I am using a PHP script to automatically download emails from an IMAP server. The HTML of the email body looks something like this:
<!DOCTYPE html><html lang=3D"en" xmlns=3D"http://www.w3.org/1999/xhtml" xml=
ns:v=3D"urn:schemas-microsoft-com:vml" xmlns:o=3D"urn:schemas-microsoft-com=
:office:office"><head><meta http-equiv=3D"Content-Type" content=3D"text/htm=
l; charset=3Dutf-8"><meta name=3D"viewport" content=3D"width=3Ddevice-width=
,initial-scale=3D1"><meta http-equiv=3D"X-UA-Compatible" content=3D"IE=3Ded=
ge"><meta name=3D"x-apple-disable-message-reformatting"><meta name=3D"forma=
This looks all like proper HTML to me except the line break with the '=' at the end but I am not 100% sure if there are no other contents changed in the way html is stored in email.
What would be the best method to remove the '=' at the end of line where required and other potential changes that happen when storing html in an email body, ideally in PHP or Linux command line?
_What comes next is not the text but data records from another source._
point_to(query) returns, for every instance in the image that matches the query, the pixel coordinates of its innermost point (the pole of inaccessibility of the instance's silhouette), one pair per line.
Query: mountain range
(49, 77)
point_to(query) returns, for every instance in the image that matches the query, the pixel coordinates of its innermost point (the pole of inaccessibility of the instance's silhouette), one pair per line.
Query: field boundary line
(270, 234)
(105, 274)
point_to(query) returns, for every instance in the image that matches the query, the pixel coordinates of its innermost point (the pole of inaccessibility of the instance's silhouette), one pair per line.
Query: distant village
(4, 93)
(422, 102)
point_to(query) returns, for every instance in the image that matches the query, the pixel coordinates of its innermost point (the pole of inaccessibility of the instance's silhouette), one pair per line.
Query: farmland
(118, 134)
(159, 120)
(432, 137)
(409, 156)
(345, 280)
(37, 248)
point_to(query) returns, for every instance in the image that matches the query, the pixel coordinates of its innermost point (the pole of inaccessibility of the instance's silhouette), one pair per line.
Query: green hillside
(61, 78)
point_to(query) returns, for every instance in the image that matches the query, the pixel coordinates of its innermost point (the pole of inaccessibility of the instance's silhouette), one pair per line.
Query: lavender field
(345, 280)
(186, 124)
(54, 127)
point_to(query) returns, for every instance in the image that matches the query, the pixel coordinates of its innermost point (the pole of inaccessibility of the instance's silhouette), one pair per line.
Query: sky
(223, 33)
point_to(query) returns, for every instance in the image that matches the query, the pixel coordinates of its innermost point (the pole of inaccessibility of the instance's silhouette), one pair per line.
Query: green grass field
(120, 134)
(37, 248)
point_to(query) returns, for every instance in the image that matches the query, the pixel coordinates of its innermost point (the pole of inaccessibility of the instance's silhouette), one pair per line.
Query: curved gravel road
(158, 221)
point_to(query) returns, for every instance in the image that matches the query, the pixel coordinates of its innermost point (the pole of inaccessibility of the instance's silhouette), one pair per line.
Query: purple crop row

I want to eventually save this as an HTML file so that it can be looked at in a browser or converted from that format into others.
The format used in emails is called "quoted printable". The php function to convert it is quoted_printable_decode()
A sample function to solve this issue would be:
$decoded_data = quoted_printable_decode($text);